La cryothérapie du corps entier a deux champs d’application : le médical et le sportif. Mais une troisième application commence à se démarquer : l’application esthétique. Ces cabines dans lesquelles on travaille l’entièreté du corps (à l’exception de la tête) commencent à faire leur apparition dans certains instituts, centres de soins esthétiques et balnéothérapies.

Une "aberration" selon certains professionnels de la santé. Le Dr Alain Krysztein, chirurgien orthopédique à l’hôpital Antoine Depage à Bruxelles, déplore : "C’est une aberration de faire de la cryothérapie de corps entier en dehors des cabinets médicaux ou de kinésithérapie ."

Être confronté, le corps presque nu, à un air d’azote froid durant trois minutes, c’est difficile. Il y a de nombreuses contre-indications. "On ne peut, entre autres, pratiquer la cryothérapie du corps entier sur des femmes enceintes. Les personnes qui présentent de l’hypertension artérielle, des affections respiratoires, des infections de la peau, des problèmes cardiaques... ne peuvent y entrer non plus."

Or, il n’est pas avéré que dans les centres esthétiques la tension des personnes qui viennent pour faire fondre leur surplus graisseux soit prise. "À l’hôpital Antoine Depage, nous n’avons eu, en un an, que deux malaises légers. Entendons-nous bien : c’étaient uniquement des réactions de personnes liées à l’azote. Elles avaient l’impression que leur tête tournait. On les a fait sortir, elles se sont assises et nous avons aéré la pièce. C’est important de faire ça en milieu médical !", poursuit le Dr Kryksztein. "En cas de problème, la personne est directement prise en charge par un médecin."

D’où l’importance d’une vigilance accrue. L’Agence fédérale des médicaments et des produits de santé (AFMPS) nous indique que la cryothérapie du corps entier est considérée comme étant un "acte médical".

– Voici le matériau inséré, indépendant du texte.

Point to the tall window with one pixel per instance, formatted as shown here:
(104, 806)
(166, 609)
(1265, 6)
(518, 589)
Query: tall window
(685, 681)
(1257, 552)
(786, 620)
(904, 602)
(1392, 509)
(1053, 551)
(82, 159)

Les centres peuvent donc être contrôlés par le SPF Santé publique. En cas de problème, en tout cas, l’affaire sera rapportée à ce service public fédéral.

Contacté par nos soins, le SPF Santé publique ne dénombre, actuellement, aucun contrôle auprès des instituts qui utilisent ces cabines.

Le cabinet de la ministre fédérale de la Santé ne s’est pas exprimé à ce sujet.